News

Single Women Decided The Virginia Race

by Seth Millstein

Ken Cuccinelli’s gubernatorial bid fell apart due in part to his long record of policing the bedroom activities of Virginia’s citizens and restricting access to contraception and abortion at every opportunity. Those positions contributed to his nine-point loss with female voters in Tuesday’s election. But a closer look at the that loss shows that Cuccinelli is actually relatively popular with married women. He’s just really, really, really unpopular with single women.

According to CNN exit polls, married women voted for Cuccinelli over Terry McAuliffe by nine points, and twice as many of them voted as did unmarried women. Nevertheless, Cuccinelli ultimately lost the female vote, and the election, because single women went for McAuliffe over him by 43 (!) points. That was more than enough to make up for the fact that married women, and married people in general, outnumbered single voters and supported Cuccinelli by a significant margin.

So, single women rejected Cuccinelli, the embodiment of the modern conservative movement, by blowout proportions. Some sensible folks have concluded from this that the GOP might want to consider replacing its Middle Ages-era approach toward women with something a bit more inclusive, but as always, social conservatives are refusing to allow the patriarchal aspects of the party’s ideology to sustain one iota of damage, and have thus concluded that Cuccinelli simply didn’t get enough married people to vote.

“Had a higher percentage of Virginia’s married people, especially married women, turned out to vote, Cuccinelli could have won,” writes Terence P. Jeffrey at CNS News.

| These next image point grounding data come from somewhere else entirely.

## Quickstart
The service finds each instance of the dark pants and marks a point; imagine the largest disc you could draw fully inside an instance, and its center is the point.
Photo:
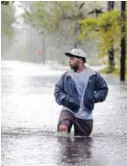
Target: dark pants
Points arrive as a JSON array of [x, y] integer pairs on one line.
[[81, 127]]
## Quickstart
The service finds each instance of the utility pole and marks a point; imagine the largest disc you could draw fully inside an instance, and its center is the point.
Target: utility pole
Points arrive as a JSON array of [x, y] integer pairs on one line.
[[43, 48], [111, 58], [123, 41]]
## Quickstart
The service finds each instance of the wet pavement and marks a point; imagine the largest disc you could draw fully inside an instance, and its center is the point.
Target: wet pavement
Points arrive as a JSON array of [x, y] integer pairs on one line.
[[29, 118]]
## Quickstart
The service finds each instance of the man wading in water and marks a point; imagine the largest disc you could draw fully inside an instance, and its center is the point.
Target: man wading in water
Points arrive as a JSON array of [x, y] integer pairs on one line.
[[77, 91]]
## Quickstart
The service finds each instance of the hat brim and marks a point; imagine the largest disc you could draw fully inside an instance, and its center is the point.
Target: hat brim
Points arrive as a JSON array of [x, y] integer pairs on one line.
[[72, 55], [69, 54]]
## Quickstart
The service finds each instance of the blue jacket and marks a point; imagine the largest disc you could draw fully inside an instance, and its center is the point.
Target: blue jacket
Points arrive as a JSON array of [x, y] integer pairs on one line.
[[95, 91]]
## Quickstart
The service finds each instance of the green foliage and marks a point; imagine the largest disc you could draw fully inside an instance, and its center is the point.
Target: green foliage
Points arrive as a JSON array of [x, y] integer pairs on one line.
[[59, 17], [7, 19], [105, 29]]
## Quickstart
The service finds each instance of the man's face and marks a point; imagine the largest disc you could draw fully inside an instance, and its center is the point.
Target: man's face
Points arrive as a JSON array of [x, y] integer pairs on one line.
[[74, 63]]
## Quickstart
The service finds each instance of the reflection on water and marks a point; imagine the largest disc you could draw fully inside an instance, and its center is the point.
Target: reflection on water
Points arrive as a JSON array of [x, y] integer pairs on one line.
[[30, 115]]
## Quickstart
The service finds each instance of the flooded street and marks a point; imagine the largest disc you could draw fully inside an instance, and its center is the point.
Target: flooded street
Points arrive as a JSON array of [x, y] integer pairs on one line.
[[29, 116]]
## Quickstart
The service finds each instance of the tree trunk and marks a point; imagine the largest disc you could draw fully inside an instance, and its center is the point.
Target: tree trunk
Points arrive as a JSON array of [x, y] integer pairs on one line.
[[123, 41], [111, 58]]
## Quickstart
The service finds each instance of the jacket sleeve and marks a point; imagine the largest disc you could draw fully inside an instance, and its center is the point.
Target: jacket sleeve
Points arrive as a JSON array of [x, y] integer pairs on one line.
[[101, 89], [62, 98]]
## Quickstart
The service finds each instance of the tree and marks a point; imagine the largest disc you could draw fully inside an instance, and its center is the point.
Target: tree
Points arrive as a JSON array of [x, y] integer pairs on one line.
[[59, 18], [7, 19]]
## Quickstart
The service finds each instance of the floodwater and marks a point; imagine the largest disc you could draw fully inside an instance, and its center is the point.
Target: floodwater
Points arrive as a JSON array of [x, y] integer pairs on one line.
[[29, 118]]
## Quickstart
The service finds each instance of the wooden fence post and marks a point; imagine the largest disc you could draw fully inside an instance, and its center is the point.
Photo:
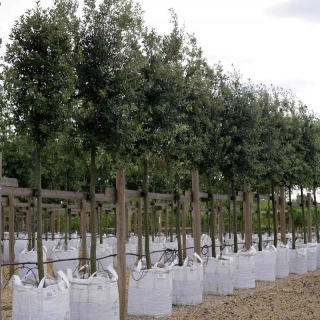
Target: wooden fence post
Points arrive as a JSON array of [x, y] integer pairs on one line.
[[309, 218], [248, 219], [121, 242], [166, 220], [140, 227], [84, 230], [1, 227], [28, 224], [196, 212], [53, 220], [184, 230], [282, 215], [11, 235], [159, 224], [221, 224]]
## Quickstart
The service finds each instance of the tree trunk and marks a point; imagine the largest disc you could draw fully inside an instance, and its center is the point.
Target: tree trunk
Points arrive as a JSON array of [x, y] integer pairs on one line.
[[145, 213], [275, 217], [93, 218], [259, 219], [39, 214], [213, 221], [292, 219], [235, 234], [316, 211], [177, 197], [303, 218]]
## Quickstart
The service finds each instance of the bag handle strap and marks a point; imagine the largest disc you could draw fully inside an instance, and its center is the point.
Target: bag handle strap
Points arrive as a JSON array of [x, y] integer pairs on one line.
[[64, 278]]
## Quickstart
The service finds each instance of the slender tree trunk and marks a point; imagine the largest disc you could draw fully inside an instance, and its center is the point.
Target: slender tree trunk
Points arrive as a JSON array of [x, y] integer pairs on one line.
[[145, 213], [229, 216], [212, 220], [292, 219], [235, 234], [316, 211], [177, 196], [269, 219], [39, 214], [275, 217], [303, 217], [259, 219], [93, 218]]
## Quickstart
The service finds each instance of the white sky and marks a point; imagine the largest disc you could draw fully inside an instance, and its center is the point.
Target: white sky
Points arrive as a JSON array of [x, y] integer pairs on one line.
[[269, 41]]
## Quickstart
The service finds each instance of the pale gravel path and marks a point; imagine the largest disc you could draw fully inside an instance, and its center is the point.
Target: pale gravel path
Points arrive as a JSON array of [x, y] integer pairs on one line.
[[295, 297]]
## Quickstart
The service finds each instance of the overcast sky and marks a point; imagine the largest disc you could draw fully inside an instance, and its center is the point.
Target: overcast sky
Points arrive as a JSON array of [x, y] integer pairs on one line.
[[269, 41]]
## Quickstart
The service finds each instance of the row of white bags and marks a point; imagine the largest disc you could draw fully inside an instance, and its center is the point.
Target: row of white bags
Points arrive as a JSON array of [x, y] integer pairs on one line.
[[67, 298]]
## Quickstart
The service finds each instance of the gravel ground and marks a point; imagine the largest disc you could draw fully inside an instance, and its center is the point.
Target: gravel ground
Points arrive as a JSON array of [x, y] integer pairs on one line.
[[295, 297]]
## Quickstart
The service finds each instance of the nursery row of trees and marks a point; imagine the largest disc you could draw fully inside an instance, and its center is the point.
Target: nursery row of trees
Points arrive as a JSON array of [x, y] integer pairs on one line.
[[103, 91]]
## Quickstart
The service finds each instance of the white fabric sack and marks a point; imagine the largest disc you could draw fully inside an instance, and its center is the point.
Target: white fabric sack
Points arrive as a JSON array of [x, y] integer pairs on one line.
[[298, 261], [50, 245], [131, 252], [73, 243], [150, 292], [111, 240], [156, 252], [38, 303], [19, 245], [32, 269], [265, 264], [218, 276], [190, 246], [187, 283], [95, 297], [282, 262], [104, 250], [312, 256], [244, 274], [170, 256], [60, 254]]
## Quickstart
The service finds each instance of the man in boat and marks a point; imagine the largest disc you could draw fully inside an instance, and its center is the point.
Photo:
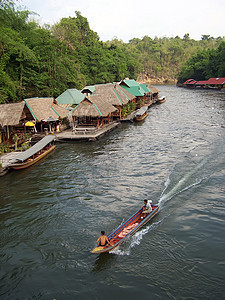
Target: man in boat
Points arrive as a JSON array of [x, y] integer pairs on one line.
[[102, 241], [147, 208]]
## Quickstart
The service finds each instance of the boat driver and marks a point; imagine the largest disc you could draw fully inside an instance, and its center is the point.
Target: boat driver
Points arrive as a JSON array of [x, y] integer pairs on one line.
[[102, 241], [147, 208]]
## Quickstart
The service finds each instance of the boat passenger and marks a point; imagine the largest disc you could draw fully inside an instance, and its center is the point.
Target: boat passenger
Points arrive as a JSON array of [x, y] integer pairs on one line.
[[147, 208], [102, 241]]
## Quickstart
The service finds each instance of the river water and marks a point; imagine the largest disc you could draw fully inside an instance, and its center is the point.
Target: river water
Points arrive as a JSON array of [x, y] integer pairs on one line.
[[51, 214]]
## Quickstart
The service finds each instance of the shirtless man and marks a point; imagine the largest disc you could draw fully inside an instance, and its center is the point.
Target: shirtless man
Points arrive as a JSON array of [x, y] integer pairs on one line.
[[102, 241], [147, 208]]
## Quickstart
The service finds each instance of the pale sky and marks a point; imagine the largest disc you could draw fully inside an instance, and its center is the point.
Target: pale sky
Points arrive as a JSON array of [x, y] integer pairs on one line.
[[134, 19]]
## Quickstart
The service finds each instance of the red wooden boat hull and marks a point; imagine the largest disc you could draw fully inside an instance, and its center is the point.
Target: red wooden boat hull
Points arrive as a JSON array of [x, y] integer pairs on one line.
[[127, 229]]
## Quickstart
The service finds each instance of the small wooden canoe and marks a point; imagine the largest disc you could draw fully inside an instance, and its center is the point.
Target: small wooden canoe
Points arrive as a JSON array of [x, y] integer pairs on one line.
[[127, 229], [141, 118], [141, 114], [33, 154], [161, 100], [30, 161]]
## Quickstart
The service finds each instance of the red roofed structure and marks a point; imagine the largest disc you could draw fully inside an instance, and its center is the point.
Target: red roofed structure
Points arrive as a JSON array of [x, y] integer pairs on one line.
[[216, 83]]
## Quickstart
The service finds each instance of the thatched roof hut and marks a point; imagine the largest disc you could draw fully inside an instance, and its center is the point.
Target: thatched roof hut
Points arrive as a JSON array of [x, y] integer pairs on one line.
[[153, 89], [43, 108], [70, 97], [110, 93], [11, 114], [93, 107]]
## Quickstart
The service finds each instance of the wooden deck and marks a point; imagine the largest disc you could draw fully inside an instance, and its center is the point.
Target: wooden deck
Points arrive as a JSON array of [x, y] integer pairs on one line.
[[85, 133]]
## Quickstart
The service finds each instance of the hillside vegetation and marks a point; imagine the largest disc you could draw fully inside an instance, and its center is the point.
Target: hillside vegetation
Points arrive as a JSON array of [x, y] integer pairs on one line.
[[42, 61]]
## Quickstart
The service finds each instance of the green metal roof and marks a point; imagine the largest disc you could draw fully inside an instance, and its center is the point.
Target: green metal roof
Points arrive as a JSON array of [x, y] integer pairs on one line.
[[130, 82], [91, 88], [145, 87], [135, 90], [70, 96]]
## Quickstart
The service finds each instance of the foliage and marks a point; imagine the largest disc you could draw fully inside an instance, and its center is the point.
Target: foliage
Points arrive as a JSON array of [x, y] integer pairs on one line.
[[205, 64], [44, 61], [5, 148]]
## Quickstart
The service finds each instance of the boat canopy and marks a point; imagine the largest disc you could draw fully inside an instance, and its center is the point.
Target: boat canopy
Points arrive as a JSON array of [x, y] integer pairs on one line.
[[141, 111], [21, 157]]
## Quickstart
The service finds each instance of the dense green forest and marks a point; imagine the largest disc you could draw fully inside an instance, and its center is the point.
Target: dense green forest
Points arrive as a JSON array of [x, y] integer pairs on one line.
[[42, 61], [206, 63]]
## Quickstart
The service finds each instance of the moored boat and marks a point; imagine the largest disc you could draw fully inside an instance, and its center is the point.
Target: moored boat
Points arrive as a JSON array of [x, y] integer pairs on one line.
[[34, 154], [127, 229], [141, 114], [161, 100]]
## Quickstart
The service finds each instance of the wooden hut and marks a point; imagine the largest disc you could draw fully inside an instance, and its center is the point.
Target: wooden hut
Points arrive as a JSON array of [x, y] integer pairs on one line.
[[70, 97], [154, 93], [110, 93], [43, 109], [92, 113], [11, 115]]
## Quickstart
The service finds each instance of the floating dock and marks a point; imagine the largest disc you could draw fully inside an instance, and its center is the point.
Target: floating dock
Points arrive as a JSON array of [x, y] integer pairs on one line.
[[85, 133]]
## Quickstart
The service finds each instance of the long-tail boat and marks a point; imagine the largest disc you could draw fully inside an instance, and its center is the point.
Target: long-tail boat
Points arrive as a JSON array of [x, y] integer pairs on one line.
[[161, 100], [141, 114], [127, 229], [34, 154]]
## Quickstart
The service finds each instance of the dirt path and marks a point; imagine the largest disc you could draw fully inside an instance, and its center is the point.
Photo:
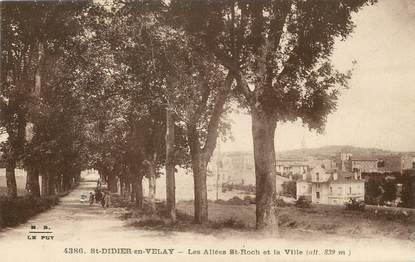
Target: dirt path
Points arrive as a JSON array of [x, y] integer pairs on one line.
[[76, 225]]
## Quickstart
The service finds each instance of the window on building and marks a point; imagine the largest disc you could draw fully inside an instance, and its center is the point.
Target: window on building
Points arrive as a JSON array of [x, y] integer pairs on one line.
[[381, 163]]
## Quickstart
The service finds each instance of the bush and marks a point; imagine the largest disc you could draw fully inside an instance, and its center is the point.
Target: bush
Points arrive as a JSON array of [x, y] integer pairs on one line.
[[22, 208], [235, 201], [249, 200], [303, 202], [280, 202], [354, 204]]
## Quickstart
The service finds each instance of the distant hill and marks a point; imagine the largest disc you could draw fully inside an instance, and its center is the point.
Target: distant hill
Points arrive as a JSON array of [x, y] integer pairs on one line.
[[327, 151]]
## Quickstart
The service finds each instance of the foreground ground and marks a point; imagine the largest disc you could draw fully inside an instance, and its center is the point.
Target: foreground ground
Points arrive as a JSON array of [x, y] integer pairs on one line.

In other words, no need to actually convince more people to support your policies, or — heaven forbid — modify your policies to win people over. Just get those true believers out to the polls! This is a great idea for a party that wants to both alienate the opposition as much as possible and, because marriage rates are falling drastically, ensure that its own voting coalition shrinks.

Here’s another idea: Why doesn’t the GOP just send judges and pastors out into the field to forcibly marry single people in Virginia? This would create more married voters, fewer single voters, and as an added bonus, wouldn’t run the slightest bit afoul of the GOP’s general ideological vision of what role government ought to play in the household. And it would create jobs, too, for all of the operatives doing the marrying. It's a win-win-win.